La nature intime de Nesles

Nesles. © Matthieu Dufour

Son écriture poétique envoûte et nous emmène au beau milieu d’une nature énigmatique. Florent Nesles publie un quatrième album épuré, Permafrost, sur les traces laissées par Jean-Louis Murat ou Alain Bashung.
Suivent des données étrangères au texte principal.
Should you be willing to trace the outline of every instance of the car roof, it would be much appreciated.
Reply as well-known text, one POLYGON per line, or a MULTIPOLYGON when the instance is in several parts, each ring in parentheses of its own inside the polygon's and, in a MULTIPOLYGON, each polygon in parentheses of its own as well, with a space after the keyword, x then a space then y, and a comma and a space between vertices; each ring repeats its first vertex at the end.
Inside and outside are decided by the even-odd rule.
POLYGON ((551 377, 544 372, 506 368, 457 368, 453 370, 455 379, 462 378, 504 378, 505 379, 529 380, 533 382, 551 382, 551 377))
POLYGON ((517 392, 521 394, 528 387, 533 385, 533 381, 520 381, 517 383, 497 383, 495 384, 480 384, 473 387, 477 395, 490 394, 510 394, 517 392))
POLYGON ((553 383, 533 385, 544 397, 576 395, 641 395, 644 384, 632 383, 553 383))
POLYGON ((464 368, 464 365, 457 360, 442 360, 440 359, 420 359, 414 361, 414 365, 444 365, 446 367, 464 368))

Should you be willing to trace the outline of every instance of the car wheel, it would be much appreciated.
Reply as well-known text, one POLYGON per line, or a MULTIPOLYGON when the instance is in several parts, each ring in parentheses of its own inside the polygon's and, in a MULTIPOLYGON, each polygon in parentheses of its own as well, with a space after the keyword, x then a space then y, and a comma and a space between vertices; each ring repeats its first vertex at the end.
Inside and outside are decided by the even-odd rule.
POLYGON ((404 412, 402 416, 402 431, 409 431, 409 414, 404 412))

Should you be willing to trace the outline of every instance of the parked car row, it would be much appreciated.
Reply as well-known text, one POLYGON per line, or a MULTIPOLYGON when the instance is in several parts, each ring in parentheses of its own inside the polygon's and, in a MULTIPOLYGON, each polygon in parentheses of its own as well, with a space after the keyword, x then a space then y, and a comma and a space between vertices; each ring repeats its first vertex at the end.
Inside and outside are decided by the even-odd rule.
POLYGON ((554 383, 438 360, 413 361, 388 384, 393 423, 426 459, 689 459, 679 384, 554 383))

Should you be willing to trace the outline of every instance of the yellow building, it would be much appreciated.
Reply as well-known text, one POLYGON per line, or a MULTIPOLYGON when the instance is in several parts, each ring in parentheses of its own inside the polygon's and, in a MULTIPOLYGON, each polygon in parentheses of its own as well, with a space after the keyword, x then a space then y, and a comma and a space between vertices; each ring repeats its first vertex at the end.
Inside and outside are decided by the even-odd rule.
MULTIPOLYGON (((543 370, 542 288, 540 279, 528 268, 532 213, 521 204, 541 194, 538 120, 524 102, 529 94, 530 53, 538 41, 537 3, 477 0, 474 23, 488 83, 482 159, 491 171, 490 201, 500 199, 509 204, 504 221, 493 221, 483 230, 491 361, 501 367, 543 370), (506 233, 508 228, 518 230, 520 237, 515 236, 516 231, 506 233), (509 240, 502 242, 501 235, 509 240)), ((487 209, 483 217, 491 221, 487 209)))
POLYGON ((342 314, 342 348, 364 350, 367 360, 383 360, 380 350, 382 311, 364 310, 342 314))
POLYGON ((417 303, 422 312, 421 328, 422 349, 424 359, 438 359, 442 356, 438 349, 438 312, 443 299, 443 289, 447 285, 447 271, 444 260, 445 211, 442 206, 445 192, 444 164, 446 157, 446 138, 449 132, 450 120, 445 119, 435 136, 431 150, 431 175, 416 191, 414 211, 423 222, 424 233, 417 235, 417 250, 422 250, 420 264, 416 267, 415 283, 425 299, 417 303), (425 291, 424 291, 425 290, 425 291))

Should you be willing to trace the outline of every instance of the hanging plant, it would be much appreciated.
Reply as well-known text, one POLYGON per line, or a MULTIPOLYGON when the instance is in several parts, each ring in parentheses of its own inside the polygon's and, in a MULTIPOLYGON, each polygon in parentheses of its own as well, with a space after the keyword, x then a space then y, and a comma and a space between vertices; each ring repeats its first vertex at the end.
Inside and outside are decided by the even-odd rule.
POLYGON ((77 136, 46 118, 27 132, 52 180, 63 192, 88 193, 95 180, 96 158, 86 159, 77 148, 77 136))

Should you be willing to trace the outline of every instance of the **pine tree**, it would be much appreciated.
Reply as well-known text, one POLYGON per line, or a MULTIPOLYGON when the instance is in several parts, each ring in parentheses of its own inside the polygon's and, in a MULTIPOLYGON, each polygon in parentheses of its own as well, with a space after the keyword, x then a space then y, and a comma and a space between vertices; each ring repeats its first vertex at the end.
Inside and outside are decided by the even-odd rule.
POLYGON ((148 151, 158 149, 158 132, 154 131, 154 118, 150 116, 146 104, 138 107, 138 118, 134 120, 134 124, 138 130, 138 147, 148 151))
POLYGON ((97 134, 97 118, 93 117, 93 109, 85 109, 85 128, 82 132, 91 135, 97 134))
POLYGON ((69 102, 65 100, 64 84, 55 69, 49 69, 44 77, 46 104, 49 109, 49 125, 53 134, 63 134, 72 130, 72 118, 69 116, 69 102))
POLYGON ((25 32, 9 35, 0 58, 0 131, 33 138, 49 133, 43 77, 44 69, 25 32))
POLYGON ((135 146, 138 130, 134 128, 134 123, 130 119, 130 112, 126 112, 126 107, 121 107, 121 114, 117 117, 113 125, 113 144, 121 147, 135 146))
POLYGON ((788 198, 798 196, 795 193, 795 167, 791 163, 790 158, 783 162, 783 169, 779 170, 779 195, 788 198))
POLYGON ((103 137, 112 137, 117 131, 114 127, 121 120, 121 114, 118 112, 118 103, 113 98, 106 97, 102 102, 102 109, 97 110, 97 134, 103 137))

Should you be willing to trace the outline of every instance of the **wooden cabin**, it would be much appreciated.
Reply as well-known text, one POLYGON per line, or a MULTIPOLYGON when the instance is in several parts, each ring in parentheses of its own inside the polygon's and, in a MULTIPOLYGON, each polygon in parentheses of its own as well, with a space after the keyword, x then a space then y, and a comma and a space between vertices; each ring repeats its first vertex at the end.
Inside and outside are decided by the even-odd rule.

Patti Smith rôde parfois dans ce café de la Place des Vosges où Florent Nesles a donné rendez-vous. Il referme l’autobiographie de Bruce Springsteen et évoque la chanteuse américaine, Andreï Tarkovski ou Bob Dylan, "pour leur philosophie à la fois poétique et lucide."

Nesles a baigné dans la culture anglo-saxonne et longtemps chanté en anglais. "Vers l’âge de 10 ans, mon oncle m’a offert des disques des Beatles et des Stones. J’en garde certains comme des reliques. De là me vient un goût pour la mélodie. Je me suis mis au théâtre sur les conseils d’une orthophoniste, car j’étais bègue lorsque j’étais collégien. C’est par le théâtre que j’ai redécouvert la langue française, paradoxalement grâce à Samuel Beckett. Plus jeune, Brel et Pierre et le loup me faisaient peur, alors que l’anglais, c’était ma culture et celle de mes copains."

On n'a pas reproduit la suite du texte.